You might call it Juneau's hidden industry.
State government and tourism are familiar legs of Juneau's economy, but people often forget about the seafood industry, which accounts for $19.3 million in annual payroll to local residents, members of the city's Fisheries Development Committee told the Juneau Assembly on Monday.
Neglecting the fishing industry isn't a good idea, they warned, as they offered ways the city could help. A loading dock for commercial boats near Auke Bay is one priority, said Greg Fisk, chairman of the city's fisheries panel. Voters approved $3.25 million in bonding for the project in October.
"We did surveys of the processing industry and the fishing industry - the permit holders - and it was rated the top priority of those two sectors of anything the city could undertake," he said. "We urge you to push forward with this off-loading facility."
The dock's design is the next project slated to go before the Assembly's Public Works and Facilities Committee, Deputy Mayor Ken Koelsch said. Fisk encouraged the city to keep the project simple.
He also asked the city to keep an open mind about seafood-processing permits.
"We're not suggesting the rules be relaxed in any way, but just to see this as a priority," Fisk said. "If we do this, there's good potential for substantial growth in the industry."
As an example, the Juneau Planning Commission last year approved a permit for a new Alaska Glacier Seafoods plant near Auke Nu Cove. An appeal by neighbors is pending before the Assembly.
Although salmon markets are "in tough shape," Juneau's fishermen hold a mix of fishing permits, fisheries committee member and seafood industry analyst Chris McDowell said. Forty-six percent of earnings by Juneau fishing-permit holders come from halibut and sablefish, followed by salmon at 38 percent and shellfish at 12 percent, according to the state Commercial Fisheries Entry Commission.

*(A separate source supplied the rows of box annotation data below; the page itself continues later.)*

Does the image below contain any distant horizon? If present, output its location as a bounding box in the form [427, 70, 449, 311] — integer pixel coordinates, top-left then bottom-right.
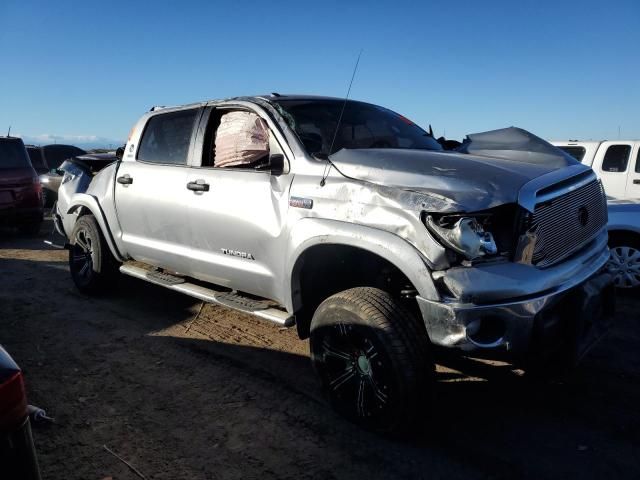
[0, 0, 640, 145]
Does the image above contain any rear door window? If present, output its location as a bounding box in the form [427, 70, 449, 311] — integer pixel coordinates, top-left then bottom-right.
[558, 147, 587, 162]
[137, 108, 199, 165]
[602, 145, 631, 172]
[0, 140, 31, 168]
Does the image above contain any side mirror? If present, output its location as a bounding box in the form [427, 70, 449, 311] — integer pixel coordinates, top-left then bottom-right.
[269, 153, 284, 177]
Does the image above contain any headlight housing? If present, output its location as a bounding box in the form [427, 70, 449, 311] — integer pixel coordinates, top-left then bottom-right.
[425, 215, 498, 260]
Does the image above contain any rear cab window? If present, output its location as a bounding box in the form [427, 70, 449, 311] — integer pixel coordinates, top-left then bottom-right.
[200, 108, 282, 171]
[136, 108, 200, 165]
[0, 138, 32, 169]
[602, 145, 631, 173]
[42, 145, 87, 170]
[27, 147, 47, 169]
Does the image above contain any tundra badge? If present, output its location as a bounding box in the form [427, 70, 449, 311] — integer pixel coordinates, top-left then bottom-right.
[220, 248, 255, 260]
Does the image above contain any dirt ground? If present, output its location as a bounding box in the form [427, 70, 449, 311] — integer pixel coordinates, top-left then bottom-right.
[0, 224, 640, 480]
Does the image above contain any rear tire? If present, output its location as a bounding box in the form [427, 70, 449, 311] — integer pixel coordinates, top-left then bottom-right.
[69, 215, 120, 295]
[310, 287, 434, 433]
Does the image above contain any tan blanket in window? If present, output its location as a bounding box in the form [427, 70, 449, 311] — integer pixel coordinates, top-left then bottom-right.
[214, 112, 269, 167]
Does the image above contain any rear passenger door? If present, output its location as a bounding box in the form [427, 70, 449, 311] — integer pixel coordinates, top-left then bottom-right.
[188, 108, 293, 302]
[115, 108, 202, 273]
[626, 142, 640, 200]
[593, 142, 633, 198]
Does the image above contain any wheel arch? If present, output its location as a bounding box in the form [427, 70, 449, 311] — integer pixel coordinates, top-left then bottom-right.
[65, 194, 125, 262]
[285, 219, 440, 338]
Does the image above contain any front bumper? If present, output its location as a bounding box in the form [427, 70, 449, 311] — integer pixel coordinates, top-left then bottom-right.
[417, 232, 614, 358]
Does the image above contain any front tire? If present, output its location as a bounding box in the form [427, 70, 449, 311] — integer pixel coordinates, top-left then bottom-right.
[607, 235, 640, 291]
[310, 287, 434, 433]
[18, 220, 42, 236]
[69, 215, 120, 294]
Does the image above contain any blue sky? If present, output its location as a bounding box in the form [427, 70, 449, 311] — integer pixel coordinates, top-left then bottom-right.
[0, 0, 640, 144]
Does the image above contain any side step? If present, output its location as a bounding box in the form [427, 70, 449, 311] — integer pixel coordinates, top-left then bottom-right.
[120, 264, 295, 327]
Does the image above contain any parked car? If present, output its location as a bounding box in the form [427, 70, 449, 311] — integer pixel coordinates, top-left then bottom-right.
[57, 94, 613, 431]
[551, 140, 640, 199]
[0, 137, 42, 235]
[27, 144, 87, 207]
[608, 200, 640, 290]
[0, 346, 40, 480]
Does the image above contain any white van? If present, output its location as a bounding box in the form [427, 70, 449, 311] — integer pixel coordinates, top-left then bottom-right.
[551, 140, 640, 200]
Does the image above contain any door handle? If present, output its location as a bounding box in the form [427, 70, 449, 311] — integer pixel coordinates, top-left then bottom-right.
[187, 180, 209, 192]
[117, 173, 133, 185]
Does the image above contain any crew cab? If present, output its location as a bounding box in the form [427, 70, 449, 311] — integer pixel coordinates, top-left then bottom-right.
[551, 140, 640, 199]
[56, 94, 613, 431]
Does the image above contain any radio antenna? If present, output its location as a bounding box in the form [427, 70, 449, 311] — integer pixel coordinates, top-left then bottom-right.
[320, 49, 362, 187]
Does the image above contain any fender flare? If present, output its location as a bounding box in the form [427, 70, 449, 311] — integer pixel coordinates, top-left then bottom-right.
[283, 218, 440, 311]
[66, 193, 125, 262]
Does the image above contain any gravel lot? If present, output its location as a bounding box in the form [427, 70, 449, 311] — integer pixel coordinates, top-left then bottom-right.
[0, 224, 640, 480]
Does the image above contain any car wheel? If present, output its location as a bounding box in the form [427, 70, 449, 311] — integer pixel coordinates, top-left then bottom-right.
[69, 215, 120, 294]
[310, 288, 434, 433]
[607, 236, 640, 289]
[18, 220, 42, 235]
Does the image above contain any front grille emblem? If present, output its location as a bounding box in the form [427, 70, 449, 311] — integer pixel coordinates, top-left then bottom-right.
[578, 206, 589, 227]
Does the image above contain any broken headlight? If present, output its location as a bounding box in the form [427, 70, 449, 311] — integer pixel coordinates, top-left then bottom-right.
[424, 215, 498, 260]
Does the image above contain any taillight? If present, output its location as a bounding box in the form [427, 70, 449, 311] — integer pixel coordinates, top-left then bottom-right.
[0, 371, 27, 432]
[33, 177, 42, 200]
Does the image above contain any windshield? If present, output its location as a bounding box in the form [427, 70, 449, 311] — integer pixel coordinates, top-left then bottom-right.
[0, 140, 31, 168]
[272, 98, 442, 154]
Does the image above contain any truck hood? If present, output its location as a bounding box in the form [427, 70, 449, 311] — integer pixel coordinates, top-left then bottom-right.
[330, 128, 579, 211]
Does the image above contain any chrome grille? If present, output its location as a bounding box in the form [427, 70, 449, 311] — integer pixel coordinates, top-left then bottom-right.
[530, 179, 607, 267]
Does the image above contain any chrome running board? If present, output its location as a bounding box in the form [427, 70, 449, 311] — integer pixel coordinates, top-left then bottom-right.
[120, 264, 295, 327]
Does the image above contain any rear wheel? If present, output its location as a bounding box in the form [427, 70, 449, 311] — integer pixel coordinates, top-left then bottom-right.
[310, 288, 434, 432]
[69, 215, 120, 294]
[607, 235, 640, 289]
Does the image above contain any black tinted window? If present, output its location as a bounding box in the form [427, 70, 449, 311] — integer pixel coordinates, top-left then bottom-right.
[558, 147, 587, 162]
[276, 100, 442, 153]
[27, 147, 47, 168]
[0, 140, 31, 168]
[138, 109, 198, 165]
[602, 145, 631, 172]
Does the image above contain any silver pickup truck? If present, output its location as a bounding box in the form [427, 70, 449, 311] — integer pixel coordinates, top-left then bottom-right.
[56, 94, 613, 431]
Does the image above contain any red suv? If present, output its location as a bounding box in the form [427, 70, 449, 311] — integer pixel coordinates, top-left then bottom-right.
[0, 345, 40, 480]
[0, 137, 43, 235]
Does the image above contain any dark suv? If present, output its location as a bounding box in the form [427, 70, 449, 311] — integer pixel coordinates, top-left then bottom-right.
[27, 144, 87, 207]
[0, 137, 43, 235]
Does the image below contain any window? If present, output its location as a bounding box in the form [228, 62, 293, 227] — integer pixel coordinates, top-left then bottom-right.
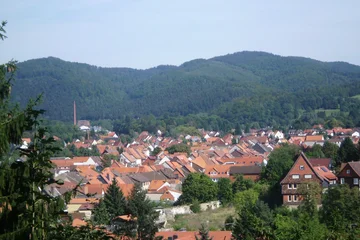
[354, 178, 359, 185]
[293, 174, 300, 179]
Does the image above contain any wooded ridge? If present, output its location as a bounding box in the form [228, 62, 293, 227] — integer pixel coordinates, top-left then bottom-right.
[12, 52, 360, 126]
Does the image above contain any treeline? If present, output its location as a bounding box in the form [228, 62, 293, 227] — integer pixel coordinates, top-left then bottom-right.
[12, 52, 360, 131]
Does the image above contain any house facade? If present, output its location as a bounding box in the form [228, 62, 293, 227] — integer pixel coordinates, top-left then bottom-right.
[280, 152, 323, 206]
[337, 162, 360, 188]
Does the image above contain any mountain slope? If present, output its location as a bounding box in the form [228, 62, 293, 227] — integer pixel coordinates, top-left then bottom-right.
[9, 52, 360, 124]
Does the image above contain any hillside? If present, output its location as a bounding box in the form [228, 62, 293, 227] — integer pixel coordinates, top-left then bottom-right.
[9, 52, 360, 125]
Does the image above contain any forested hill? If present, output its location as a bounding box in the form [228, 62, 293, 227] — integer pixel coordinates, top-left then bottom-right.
[12, 52, 360, 128]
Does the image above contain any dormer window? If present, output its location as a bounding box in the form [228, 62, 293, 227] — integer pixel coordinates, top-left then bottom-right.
[292, 174, 300, 179]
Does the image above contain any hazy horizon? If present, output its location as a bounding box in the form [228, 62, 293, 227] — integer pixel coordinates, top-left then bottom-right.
[0, 0, 360, 69]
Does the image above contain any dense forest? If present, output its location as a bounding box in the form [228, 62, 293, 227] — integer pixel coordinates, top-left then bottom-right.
[12, 52, 360, 132]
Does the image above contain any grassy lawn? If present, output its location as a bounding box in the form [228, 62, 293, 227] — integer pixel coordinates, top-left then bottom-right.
[166, 208, 236, 231]
[351, 94, 360, 99]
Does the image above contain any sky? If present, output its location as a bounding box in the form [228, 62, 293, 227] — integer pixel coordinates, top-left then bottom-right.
[0, 0, 360, 69]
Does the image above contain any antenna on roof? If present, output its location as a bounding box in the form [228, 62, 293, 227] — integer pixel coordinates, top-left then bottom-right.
[74, 101, 76, 126]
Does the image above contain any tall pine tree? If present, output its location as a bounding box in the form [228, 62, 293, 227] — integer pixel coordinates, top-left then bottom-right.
[104, 178, 126, 220]
[93, 200, 110, 225]
[128, 184, 159, 240]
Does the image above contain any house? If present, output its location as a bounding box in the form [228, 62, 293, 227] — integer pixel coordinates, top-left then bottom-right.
[304, 135, 325, 147]
[160, 187, 182, 202]
[204, 165, 231, 182]
[229, 165, 262, 181]
[155, 231, 232, 240]
[309, 158, 332, 169]
[337, 162, 360, 188]
[280, 152, 336, 207]
[274, 131, 284, 139]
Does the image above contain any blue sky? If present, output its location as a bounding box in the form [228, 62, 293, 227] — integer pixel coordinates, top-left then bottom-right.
[0, 0, 360, 68]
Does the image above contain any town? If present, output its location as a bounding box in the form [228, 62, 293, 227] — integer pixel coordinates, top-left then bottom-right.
[22, 120, 360, 239]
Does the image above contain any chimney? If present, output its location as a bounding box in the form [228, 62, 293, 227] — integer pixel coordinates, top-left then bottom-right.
[74, 101, 76, 126]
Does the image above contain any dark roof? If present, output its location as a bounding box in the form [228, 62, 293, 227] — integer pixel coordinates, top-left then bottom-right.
[309, 158, 331, 167]
[128, 173, 151, 183]
[348, 162, 360, 176]
[229, 166, 262, 175]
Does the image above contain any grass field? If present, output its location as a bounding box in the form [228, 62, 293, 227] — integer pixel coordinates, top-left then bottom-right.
[351, 94, 360, 99]
[166, 208, 236, 231]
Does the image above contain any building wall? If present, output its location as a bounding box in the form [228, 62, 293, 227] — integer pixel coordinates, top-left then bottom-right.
[338, 164, 360, 187]
[281, 155, 322, 205]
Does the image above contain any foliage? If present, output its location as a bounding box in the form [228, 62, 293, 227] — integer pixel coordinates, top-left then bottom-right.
[195, 224, 213, 240]
[261, 144, 299, 207]
[224, 215, 235, 231]
[92, 200, 110, 225]
[337, 137, 360, 165]
[0, 22, 76, 239]
[217, 178, 234, 206]
[305, 144, 325, 158]
[190, 200, 201, 213]
[320, 184, 360, 239]
[13, 52, 360, 129]
[232, 201, 274, 240]
[165, 143, 191, 155]
[104, 178, 126, 219]
[233, 189, 259, 212]
[321, 141, 339, 162]
[232, 175, 255, 194]
[151, 147, 162, 156]
[128, 184, 159, 240]
[178, 173, 218, 204]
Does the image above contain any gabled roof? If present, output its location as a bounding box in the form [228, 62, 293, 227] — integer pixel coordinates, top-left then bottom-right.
[229, 165, 262, 175]
[280, 152, 323, 184]
[309, 158, 331, 167]
[305, 135, 324, 142]
[314, 166, 337, 182]
[348, 162, 360, 176]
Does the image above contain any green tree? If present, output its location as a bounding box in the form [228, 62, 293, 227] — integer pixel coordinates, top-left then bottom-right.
[165, 143, 191, 155]
[233, 189, 259, 211]
[195, 224, 213, 240]
[190, 200, 201, 213]
[337, 137, 360, 165]
[232, 174, 255, 194]
[261, 144, 300, 207]
[232, 201, 274, 240]
[178, 173, 218, 204]
[218, 178, 234, 205]
[224, 215, 235, 231]
[322, 141, 339, 161]
[305, 144, 325, 158]
[104, 178, 126, 219]
[151, 147, 162, 156]
[320, 184, 360, 239]
[128, 184, 159, 240]
[93, 200, 110, 225]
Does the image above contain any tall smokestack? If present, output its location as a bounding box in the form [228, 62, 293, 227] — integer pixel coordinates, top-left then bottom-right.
[74, 101, 76, 126]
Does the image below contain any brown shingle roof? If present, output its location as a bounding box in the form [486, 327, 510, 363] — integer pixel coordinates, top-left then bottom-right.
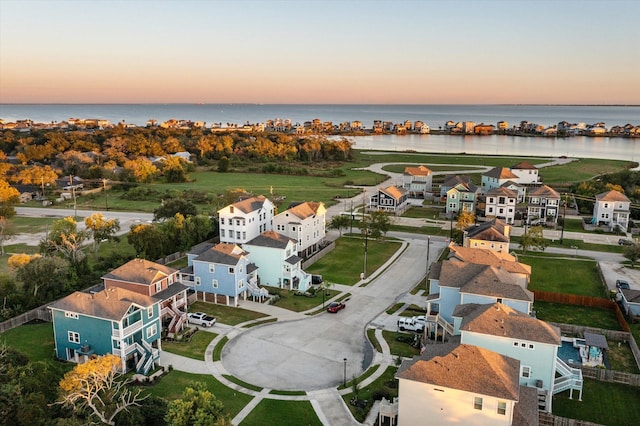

"When I talk to folks, most of what they hear about the fishing industry is bad news about salmon," McDowell said. "But the truth is, Juneau permit holders make almost two-thirds of their earnings from nonsalmon species, most of the markets of which are very healthy."
Juneau had 312 active fishing-permit holders with earnings of $14.4 million in 2001. Gross income is down somewhat - the 10-year average for permit holder earnings is $16.4 million, McDowell said.
Juneau also is home to 412 crew members with income worth roughly $2 million. The payroll of local processors and hatcheries accounted for another $2.8 million last year.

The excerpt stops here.